Jesus Christ, he thought, is that it?

But, he thought, the money I woke up with in the hotel room, this whole wad of it. Reflexively he tapped his chest, felt its thick existence, still there. If in real life I doled out my days in fleabag hotels in the Watts area, where did I get that money?

And I would have been listed in the police files, and in all the other data banks throughout the world. I wouldn’t be listed as a famous entertainer, but I’d be there as a shabby bum who never amounted to anything, whose only highs came from a pill bottle. For God knows how long. I may have been taking the drug for years.

Alys, he remembered, said I had been to the house before.

And apparently, he decided, it’s true. I had. To get my doses of the drug.

Maybe I am only one of a great number of people leading synthetic lives of popularity, money, power, by means of a capsule. While living actually, meanwhile, in bug-infested, ratty old hotel rooms. On skid row. Derelicts, nobodies. Amounting to zero. But, meanwhile, dreaming.

“You certainly are deep in a brown study,” Mary Anne said. She had finished her cheesecake; she looked satiated, now. And happy.

“Listen,” he said hoarsely. “Is my record really in that jukebox?”

Her eyes widened as she tried to understand. “How do you mean? We listened to it. And the little thingy, where it tells the selections, that’s there. Jukeboxes never made mistakes.”

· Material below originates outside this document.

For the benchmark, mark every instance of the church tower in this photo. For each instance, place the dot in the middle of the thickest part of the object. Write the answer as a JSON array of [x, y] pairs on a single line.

He fished out a coin. “Go play it again. Set it up for three plays.”

Obediently, she surged from her seat, into the aisle, and bustled over to the jukebox, her lovely long hair bouncing against her ample shoulders. Presently he heard it, heard his big hit song. And the people in the booths and at the counter were nodding and smiling at him in recognition; they knew it was he who was singing. His audience.

When the song ended there was a smattering of applause from the patrons of the coffee shop. Grinning reflexively, professionally in return he acknowledged their recognition and approval.

“It’s there,” he said, as the song replayed. Savagely, he clenched his fist, struck the plastic table separating him from Mary Anne Dominic. “God damn it,
it’s there
.”

With some odd twist of deep, intuitive, female desire to help him Mary Anne said, “And I’m here, too.”

“I’m not in a run-down hotel room, lying on a cot dreaming,” he said huskily.

“No, you’re not.” Her tone was tender, anxious. She clearly felt concern for him. For his alarm.

“Again I’m real,” he said. “But if it could happen once, for two days—” To come and go like this, to fade in and out—

“Maybe we should leave,” Mary Anne said apprehensively.